Elvire Murail est une écrivaine française, principalement auteur de livres pour la jeunesse sous le nom de plume de Moka. Fille du poète Gérard Murail, elle est la sœur cadette des écrivains Marie-Aude et Lorris Murail, et du compositeur Tristan Murail.
Escalier C est un livre que j’ai lu et relu, et dont je ne me lasse toujours pas. Il m’a plu par sa modestie, soutenue par un style agréable et fluide. On s’attache aisément à Forster et à son insupportable caractère, à Béatrix et Virgil, les explosifs amoureux, à Bruce, qui emprunte de l’argent plus vite que son ombre et semble incapable de rester en place, ainsi qu'à Coleen, le voisin du dessus qui prend un certain plaisir à faire déborder sa baignoire et faire retentir Vivaldi dans tout l’immeuble pour l’unique plaisir de la visite de Forster. Le brusque retour à la vie de ce cynique endurci, qui a fini par préférer les jardins aux bois, comme il le dit si bien dès la première page, est aussi brutal que douloureux et le lecteur y assiste aux premières loges, voyeur violant l’intimité des membres du club très fermé des habitants de cet immeuble new yorkais, une communauté disparate, mais dont les personnages se croisent sans cesse, formant un réseau à la fois entremêlé et délicat, comme représenté par Coleen dans son tryptique de l'Escalier C.
Oh! Je ne m'attendais pas à aimer ce roman à ce point! Pour la simple et bonne raison que le résumé était assez vague. Quelle surprise de rencontrer des personnages si attachants, originaux et surtout sans prétention. Quel bonheur! Et puis, il y a cet aspect intemporel, vraiment! Je veux, le roman date du début des années 80 et la lecture est toute aussi plaisante et fraiche à l'heure ou j'écris ces mots, en 2013. Et pour appuyer ma réflexion, sachez que je n'étais même pas née à l'époque ou Escalier C à été écrit et sans marqueur temporel, ce récit ne peut que traverser les âges. Tout en nous donnant un petit goût "d'avant". En bref, j'ai passé un excellent moment. Il m'a fallu quelques pages/chapitre où j'étais indécise, non pas parce que c'était mauvais, loin de là, mais parce que je n'avais aucune idée dans quel genre d'histoire je venais de débarquer. Ce qui ne fait qu'attiser la curiosité. Et Forster est un personnages fascinant dont j'ai eu un grand plaisirs de voir évoluer.
Un roman que j’ai apprécié grâce aux personnages qui sont très vivants et grâce aux dialogues qui le sont tout autant. J’ai parfois eu l’impression d’être dans une pièce de théâtre un peu façon vaudeville… Les portes qui claquent, les engueulades, les rires à gorges déployées, la musique trop fort… Mais ça m’a plus. L’histoire de Forster, car c’est lui le personnage principal, les autres sont un peu là pour le mettre dans la lumière, est intéressante. Il est complexe et s’en rend compte, et tout en voulant préserver le personnage qu’il joue et se joue, sa carapace se fendille ce qui provoque une petite révolution dans l’Escalier C… Par contre la fin m’a laissée dubitative, je n’ai pas bien compris le pourquoi du comment du comportement de Forster 🤔mais j’ai adoré son papa ! 😉😊
Une grande émotion à sa lecture. Elvire Murail rend ses personnages vivants, à tel point qu'on a l'impression qu'ils font partie de notre quotidien. Du coup, quand le livre est fermé, ils nous manquent. Jamais on ne s'ennuie. Un livre que j'aime relire de temps en temps.

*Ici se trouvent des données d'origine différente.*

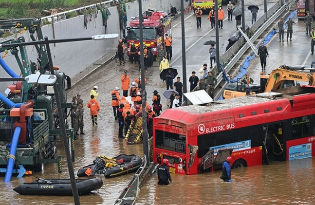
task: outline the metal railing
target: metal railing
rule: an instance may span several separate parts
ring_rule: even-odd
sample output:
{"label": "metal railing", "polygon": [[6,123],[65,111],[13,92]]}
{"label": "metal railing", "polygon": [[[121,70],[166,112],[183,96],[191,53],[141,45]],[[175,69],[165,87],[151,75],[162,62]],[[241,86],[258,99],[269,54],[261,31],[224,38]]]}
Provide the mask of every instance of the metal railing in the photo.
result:
{"label": "metal railing", "polygon": [[[253,33],[256,30],[257,30],[260,27],[259,29],[256,31],[254,34],[250,38],[251,41],[252,42],[255,41],[284,11],[295,2],[295,0],[290,0],[283,5],[281,5],[281,0],[280,0],[274,5],[268,11],[268,14],[269,14],[268,17],[271,17],[268,20],[266,18],[266,15],[263,15],[250,28],[250,33]],[[274,11],[273,13],[272,12],[273,11]],[[276,12],[275,13],[275,12]],[[225,63],[229,61],[229,59],[230,59],[228,63],[223,67],[226,74],[231,71],[237,61],[249,48],[249,44],[246,42],[241,48],[240,49],[244,43],[244,37],[242,36],[238,41],[233,44],[226,52],[224,52],[220,57],[220,62],[222,63],[223,65],[224,65]],[[236,52],[234,53],[235,51]],[[217,69],[215,67],[213,70],[216,71]],[[216,88],[223,80],[223,73],[221,72],[217,76],[218,82],[215,85],[215,88]],[[222,89],[220,90],[219,92],[214,97],[215,100],[219,99],[222,95],[227,84],[227,83],[225,82],[224,85],[222,86]]]}
{"label": "metal railing", "polygon": [[114,0],[109,0],[106,1],[101,2],[100,3],[95,3],[88,6],[83,6],[82,7],[77,8],[74,9],[70,10],[63,12],[57,13],[47,17],[42,17],[41,19],[42,21],[47,21],[50,22],[51,21],[61,20],[61,19],[67,19],[66,14],[71,13],[74,13],[75,14],[78,14],[78,12],[82,12],[82,11],[85,12],[88,11],[89,10],[97,10],[97,6],[100,6],[104,9],[111,6],[111,3],[115,3]]}

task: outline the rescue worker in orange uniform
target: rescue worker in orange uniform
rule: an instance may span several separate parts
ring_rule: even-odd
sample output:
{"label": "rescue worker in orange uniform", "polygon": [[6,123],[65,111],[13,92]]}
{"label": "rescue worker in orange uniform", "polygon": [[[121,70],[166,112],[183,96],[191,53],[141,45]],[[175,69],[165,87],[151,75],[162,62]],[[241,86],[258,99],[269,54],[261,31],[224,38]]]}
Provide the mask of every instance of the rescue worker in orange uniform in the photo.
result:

J'avoue avoir gardé un meilleur souvenir de ce roman que j'avais lu à sa sortie, en 1983. Ça se lit agréablement, mais je m'étonne un peu du grand succès qu'il a eu, au point d'en faire un film. Peut-être est-ce à cause des dialogues très nombreux, trop à mon avis !

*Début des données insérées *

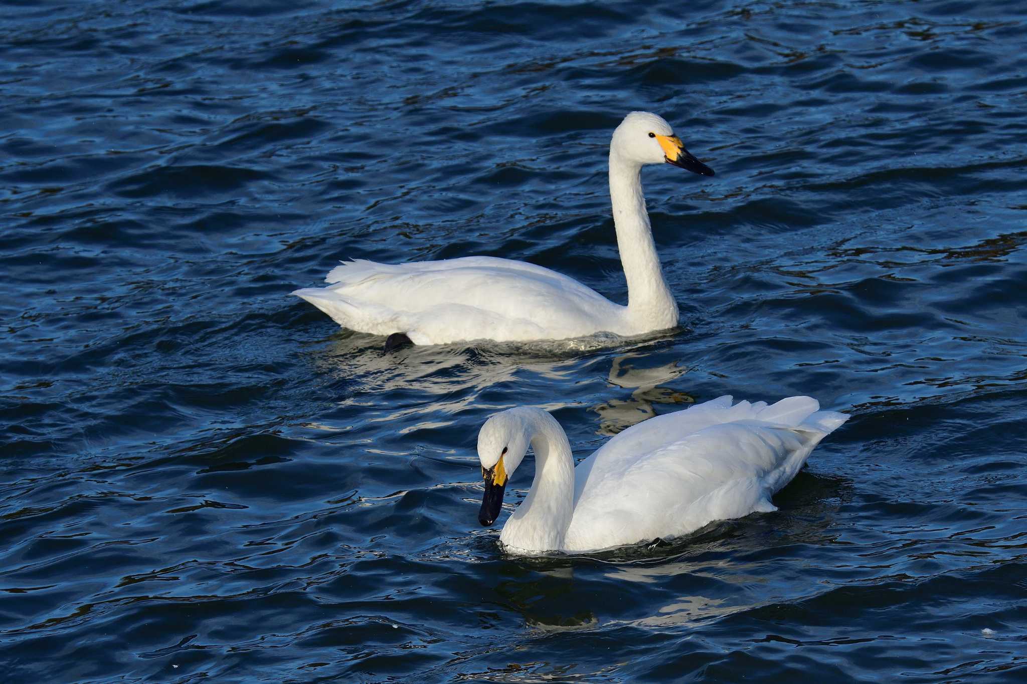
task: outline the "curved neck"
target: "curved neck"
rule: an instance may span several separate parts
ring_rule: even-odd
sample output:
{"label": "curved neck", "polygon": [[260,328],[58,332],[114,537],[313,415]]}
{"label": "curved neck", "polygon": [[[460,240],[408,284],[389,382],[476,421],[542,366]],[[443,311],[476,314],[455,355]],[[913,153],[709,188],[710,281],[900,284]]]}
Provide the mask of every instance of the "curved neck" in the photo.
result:
{"label": "curved neck", "polygon": [[640,331],[673,328],[678,305],[667,287],[642,195],[640,164],[610,150],[610,200],[617,250],[627,280],[627,317]]}
{"label": "curved neck", "polygon": [[560,551],[574,508],[574,459],[567,433],[556,418],[536,409],[527,421],[535,451],[535,479],[499,539],[522,551]]}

this book was, definitely, formative. this was my fourth time re-reading it; the third time was about four years ago, and i think i picked exactly the right day, month, year - whatever - to revisit it. i was probably about nine years old when i first came across this book, and it immediately became an all-time favourite, for reasons that are now apparent to me (but weren't at the time). frankly, the main reason i am so attached to this book is because i'm a lesbian, which may seem to most a terrible reason and honestly? i don't care. nine year old me wasn't aware of her sexuality; neither was twelve year old me (who first re-read this book). fifteen year old me had an inkling but would repress her feelings for at least three more years. being able to, now, as i am fast approaching my twenties, to identify with a character i've always identified with (truly, i wish i were less of a forster and more of a coleen - but what can you do) in a way i was never able to before - that is, to be able to draw parallels between forster's gradual acceptance of his feelings for men and my gradual acceptance of my own queerness - is more emotional than i ever thought it could be.